January 4, 2017

Confidence intervals

A confidence interval (CI) is usually interpreted as the range of values that encompass the actual population or 'true' value, with a given probability. The width of the interval indicates the precision of the estimate (effect size). The wider the interval, the less precise the estimated effected size. A study with a small sample size will have greater random error, leading to a wider interval. 

Confidence interval equation
CI = effect size +/- (appropriate multiplier x standard error of the difference)


Appropriate multiplier = (alpha level / tails) x critical value

Alpha level
The alpha level is the probability, the researcher is willing to accept, that the findings are a result of sampling error. It is determined by the level of confidence the researcher decides to use, and is typically set to either 90%, 95% or 99%. The greater the confidence level, the wider the interval. Sample size can also affect the width of the interval, with smaller sample sizes leading to wider intervals. A confidence of 95% will provide an alpha level of 0.05.

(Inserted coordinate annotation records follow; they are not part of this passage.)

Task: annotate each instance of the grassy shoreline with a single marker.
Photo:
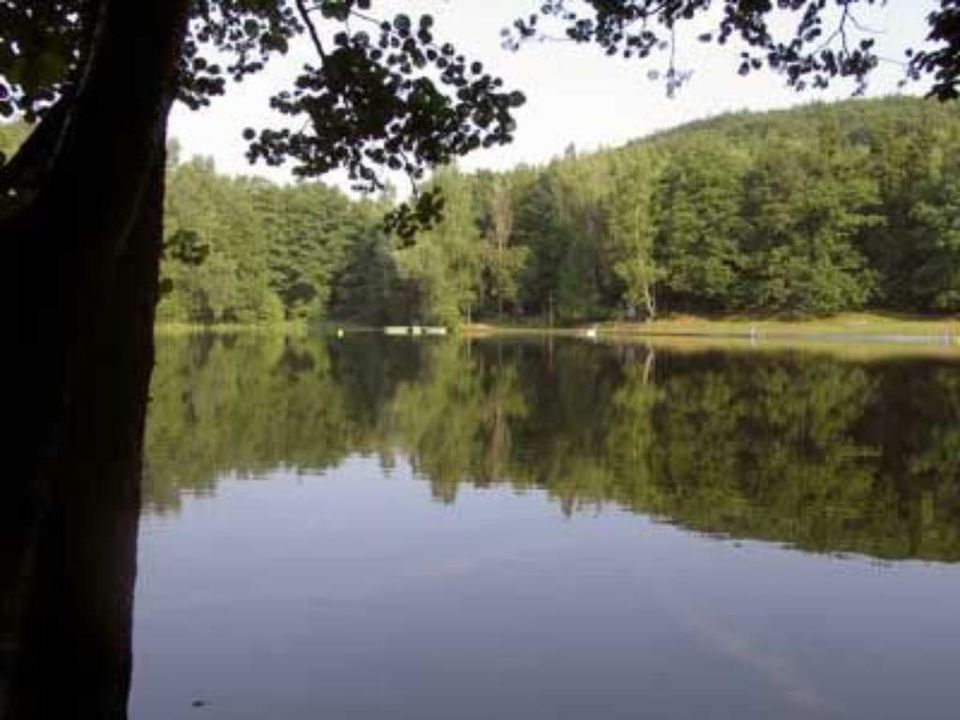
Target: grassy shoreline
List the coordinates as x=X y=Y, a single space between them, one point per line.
x=288 y=327
x=848 y=326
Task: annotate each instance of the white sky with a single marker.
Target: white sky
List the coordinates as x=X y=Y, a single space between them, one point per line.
x=575 y=94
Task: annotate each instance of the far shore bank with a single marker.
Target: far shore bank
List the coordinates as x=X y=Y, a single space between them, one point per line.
x=860 y=326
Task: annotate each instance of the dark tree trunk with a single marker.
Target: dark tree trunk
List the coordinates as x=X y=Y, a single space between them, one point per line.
x=88 y=240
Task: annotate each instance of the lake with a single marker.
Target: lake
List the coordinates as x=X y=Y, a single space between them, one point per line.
x=531 y=528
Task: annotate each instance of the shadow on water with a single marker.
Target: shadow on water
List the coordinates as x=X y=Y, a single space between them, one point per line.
x=67 y=568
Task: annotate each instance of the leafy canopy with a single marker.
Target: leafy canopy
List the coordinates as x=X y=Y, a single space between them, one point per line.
x=390 y=93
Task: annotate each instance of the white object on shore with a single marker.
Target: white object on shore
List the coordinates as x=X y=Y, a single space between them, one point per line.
x=399 y=330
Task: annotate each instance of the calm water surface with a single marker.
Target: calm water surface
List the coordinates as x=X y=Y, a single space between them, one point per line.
x=390 y=529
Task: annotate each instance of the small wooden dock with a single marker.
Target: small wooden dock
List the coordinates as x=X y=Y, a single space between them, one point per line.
x=408 y=330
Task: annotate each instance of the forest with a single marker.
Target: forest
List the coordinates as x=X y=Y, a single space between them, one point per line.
x=810 y=211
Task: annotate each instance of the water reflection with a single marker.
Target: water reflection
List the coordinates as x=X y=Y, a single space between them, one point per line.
x=821 y=453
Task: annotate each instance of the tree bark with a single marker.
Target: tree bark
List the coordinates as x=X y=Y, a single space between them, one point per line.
x=88 y=248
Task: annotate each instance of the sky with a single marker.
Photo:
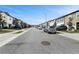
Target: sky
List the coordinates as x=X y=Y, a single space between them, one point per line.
x=36 y=14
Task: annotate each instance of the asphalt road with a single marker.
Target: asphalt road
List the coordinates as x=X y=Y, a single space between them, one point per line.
x=37 y=42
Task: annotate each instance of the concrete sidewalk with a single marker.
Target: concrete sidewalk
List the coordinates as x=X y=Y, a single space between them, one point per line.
x=74 y=36
x=7 y=37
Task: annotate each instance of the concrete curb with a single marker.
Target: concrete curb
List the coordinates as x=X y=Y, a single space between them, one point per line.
x=4 y=42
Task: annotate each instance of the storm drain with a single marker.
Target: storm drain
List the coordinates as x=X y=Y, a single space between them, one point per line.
x=45 y=43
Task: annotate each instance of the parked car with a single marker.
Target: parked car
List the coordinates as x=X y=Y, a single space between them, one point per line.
x=61 y=28
x=51 y=30
x=45 y=30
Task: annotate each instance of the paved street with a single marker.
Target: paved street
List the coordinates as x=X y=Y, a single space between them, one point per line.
x=31 y=43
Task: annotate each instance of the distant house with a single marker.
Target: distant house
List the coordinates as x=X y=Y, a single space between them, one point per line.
x=8 y=21
x=63 y=20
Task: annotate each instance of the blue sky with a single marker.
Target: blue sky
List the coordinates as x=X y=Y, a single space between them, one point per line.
x=36 y=14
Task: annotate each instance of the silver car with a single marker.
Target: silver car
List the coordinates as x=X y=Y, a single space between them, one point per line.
x=51 y=30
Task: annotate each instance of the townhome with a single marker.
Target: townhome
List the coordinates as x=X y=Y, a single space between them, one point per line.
x=63 y=20
x=73 y=17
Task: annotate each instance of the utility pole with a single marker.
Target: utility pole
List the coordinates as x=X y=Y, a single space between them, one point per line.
x=46 y=19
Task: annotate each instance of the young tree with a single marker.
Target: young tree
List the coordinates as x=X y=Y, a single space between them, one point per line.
x=70 y=24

The number of tails depends on the question the researcher is asking. Two tails are used if the researcher would like to know if the results of an intervention differ from a control or alternate group. It is common to use 2 tails in intervention based research.

Critical value

The z-distribution is used when the variance of the population is known. In some cases, an author may choose to use the z-distribution if the sample size is greater than 30.

The t-distribution should be used when the true variance is not known and has been estimated from the sample. With larger sample sizes, a t-distribution value will become similar to that of a z-distribution.

Link: t-distribution table


Standard deviation (SD) versus standard error of the mean (SEM)
The SD is always greater than the SEM, therefore a CI expressed using the SD would be wider than a CI expressed using the SEM. The inappropriate use of SEM to describe sample data variability may be presented by authors in an attempt to imply that a significant difference exists between groups, when in fact no difference exists. Authors who present data as the mean +/- SEM instead of the mean +/- SD may be trying to actively impair the reader's ability to accurately identify the variability in the study data.

Pooled standard deviation
The pooled SD is the weighted average of each group's standard deviation. It should be used when comparing the mean difference between two different (independent) groups.

1. Gaddis G, Gaddis M. Introduction to biostatistics: part 2, descriptive statistics. Ann Emerg Med 1990;19:309-315.